City councillor Paul Hitt pulled out the draft budget allocation of $503,000 for the third car for debate and urged the council not to endorse the allocation.
He passed around newspaper clippings to fellow councillors reporting Federal Government cuts to seniors concessions and said he was concerned about the financial repercussions to ratepayers.
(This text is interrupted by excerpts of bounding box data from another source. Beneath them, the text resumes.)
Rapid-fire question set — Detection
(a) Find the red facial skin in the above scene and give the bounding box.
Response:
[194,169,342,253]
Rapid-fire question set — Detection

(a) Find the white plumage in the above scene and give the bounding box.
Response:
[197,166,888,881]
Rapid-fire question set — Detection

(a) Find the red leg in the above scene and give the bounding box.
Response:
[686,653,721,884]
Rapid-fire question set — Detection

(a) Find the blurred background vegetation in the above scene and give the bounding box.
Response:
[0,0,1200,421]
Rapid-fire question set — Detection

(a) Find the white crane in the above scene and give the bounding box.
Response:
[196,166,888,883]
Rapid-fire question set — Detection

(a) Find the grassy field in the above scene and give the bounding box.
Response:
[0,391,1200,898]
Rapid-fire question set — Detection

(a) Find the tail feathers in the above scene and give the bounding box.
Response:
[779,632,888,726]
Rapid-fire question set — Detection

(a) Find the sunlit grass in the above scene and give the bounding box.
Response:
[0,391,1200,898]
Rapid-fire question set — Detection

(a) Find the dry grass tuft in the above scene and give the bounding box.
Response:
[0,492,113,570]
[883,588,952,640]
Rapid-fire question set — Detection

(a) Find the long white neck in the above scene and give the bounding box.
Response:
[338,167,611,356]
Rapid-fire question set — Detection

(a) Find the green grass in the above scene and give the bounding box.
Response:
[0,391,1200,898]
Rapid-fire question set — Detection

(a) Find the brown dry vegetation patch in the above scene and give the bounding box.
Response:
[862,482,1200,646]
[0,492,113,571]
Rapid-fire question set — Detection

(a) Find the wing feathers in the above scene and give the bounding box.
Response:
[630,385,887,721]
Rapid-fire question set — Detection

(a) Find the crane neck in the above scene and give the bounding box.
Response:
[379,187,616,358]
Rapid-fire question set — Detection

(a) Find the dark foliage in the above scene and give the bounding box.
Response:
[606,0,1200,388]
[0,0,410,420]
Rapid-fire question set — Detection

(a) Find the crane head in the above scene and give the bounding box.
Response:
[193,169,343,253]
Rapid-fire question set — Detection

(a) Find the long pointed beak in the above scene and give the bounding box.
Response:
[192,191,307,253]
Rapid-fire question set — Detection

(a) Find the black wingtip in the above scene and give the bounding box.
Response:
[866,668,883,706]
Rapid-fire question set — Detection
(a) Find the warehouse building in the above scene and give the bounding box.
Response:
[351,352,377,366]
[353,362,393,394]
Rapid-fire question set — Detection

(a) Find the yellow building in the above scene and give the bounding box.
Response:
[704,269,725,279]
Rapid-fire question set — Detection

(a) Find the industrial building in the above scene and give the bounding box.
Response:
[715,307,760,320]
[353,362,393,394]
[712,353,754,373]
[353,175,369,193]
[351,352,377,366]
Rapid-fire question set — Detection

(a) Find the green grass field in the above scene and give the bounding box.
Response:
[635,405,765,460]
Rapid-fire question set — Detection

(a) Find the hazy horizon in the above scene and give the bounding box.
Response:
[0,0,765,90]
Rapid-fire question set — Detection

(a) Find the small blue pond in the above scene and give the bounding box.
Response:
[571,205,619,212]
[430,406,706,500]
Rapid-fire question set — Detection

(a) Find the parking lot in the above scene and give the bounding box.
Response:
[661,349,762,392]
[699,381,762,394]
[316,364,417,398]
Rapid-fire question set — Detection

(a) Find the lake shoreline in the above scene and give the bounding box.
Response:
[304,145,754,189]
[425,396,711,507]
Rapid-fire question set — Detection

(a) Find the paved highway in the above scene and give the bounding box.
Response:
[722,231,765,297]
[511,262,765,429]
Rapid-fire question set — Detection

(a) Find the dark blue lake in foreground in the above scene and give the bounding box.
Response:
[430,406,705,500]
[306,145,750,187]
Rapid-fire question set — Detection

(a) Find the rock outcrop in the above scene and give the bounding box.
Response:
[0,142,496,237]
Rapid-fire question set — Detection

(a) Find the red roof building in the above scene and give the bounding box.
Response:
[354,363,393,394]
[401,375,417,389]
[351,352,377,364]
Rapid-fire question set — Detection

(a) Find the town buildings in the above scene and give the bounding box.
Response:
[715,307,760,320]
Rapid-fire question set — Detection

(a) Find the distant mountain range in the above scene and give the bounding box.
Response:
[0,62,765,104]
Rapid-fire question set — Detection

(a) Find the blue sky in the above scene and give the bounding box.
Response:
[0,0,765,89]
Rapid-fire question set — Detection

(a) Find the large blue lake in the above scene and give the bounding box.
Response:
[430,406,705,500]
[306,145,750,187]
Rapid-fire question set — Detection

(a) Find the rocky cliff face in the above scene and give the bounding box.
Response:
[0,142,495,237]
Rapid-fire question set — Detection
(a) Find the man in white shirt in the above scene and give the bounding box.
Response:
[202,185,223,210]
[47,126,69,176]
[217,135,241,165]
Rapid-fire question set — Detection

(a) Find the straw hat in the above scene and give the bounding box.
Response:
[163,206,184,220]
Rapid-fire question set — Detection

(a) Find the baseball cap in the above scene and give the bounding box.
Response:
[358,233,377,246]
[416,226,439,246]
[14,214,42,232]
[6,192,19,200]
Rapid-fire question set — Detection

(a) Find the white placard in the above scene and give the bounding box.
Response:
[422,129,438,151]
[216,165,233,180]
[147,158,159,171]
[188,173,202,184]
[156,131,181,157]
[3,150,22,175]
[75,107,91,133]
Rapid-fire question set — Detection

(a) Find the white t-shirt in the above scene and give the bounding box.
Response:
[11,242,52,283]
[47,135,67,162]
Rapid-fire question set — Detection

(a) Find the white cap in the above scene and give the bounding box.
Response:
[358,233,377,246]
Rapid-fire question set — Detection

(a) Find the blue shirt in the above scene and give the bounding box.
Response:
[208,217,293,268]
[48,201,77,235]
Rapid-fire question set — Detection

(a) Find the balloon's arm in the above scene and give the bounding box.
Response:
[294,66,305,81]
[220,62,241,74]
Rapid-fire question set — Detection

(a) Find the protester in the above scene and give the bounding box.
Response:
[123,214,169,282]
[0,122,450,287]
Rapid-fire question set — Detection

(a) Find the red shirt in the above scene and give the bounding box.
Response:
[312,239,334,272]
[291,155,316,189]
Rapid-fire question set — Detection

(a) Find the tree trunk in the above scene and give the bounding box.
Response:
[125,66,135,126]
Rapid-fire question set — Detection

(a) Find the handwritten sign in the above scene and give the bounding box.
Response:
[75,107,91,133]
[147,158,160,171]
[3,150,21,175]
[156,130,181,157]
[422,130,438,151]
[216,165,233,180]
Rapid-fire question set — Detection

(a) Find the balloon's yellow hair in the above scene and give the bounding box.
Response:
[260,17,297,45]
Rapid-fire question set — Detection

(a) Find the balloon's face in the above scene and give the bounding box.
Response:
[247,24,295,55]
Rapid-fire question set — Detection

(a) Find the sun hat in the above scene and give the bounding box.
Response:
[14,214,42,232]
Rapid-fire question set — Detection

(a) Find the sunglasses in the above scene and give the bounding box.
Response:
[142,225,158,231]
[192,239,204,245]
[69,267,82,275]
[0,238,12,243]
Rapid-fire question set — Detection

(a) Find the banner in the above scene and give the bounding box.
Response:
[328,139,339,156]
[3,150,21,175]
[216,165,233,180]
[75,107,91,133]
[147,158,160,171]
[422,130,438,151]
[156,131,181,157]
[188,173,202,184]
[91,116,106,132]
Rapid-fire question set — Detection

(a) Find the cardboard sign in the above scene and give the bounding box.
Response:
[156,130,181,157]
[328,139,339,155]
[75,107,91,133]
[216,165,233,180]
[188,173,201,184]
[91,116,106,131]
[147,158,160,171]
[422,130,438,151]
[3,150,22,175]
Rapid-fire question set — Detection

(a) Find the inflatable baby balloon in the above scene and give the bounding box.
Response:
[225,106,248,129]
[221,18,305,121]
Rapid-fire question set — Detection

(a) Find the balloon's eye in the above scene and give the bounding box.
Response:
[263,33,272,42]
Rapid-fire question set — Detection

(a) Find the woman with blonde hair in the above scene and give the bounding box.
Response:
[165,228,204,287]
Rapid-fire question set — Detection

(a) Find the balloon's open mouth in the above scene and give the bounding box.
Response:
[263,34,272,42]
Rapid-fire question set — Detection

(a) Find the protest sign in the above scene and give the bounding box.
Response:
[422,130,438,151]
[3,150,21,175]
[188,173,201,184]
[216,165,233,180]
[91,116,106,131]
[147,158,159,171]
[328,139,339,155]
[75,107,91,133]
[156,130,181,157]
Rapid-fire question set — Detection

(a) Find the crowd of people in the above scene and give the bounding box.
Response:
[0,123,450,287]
He asked why ratepayers should pay for the security of federal land and commercial businesses.
The proposed third car would patrol residential areas by day and the airport and industrial area at night.
Cr Lauren Cayoun said Belmont was already a great place to do business.
Cr Robert Rossi said more than 50 per cent of rates came from commercial rates and the airport: ‘Why ignore your greatest rates base?’.
Cr Patrick Gardner said the demand was in the residential area and asked how many businesses had private patrols.
Cr Janet Powell said 50 per cent of rates equalled $18.5 million, with $7.4 million from the airport alone, and a few years ago the airport felt it was not getting enough services.
‘We have to keep in mind we are looking after all the people in the City of Belmont,’ she said.
Mayor Phil Marks said the council had a better idea of security than private services because its cars attended on average in 10 minutes, not a couple of hours.
Cr Hitt’s motion not to endorse the $503,000 allocation was defeated 4-5.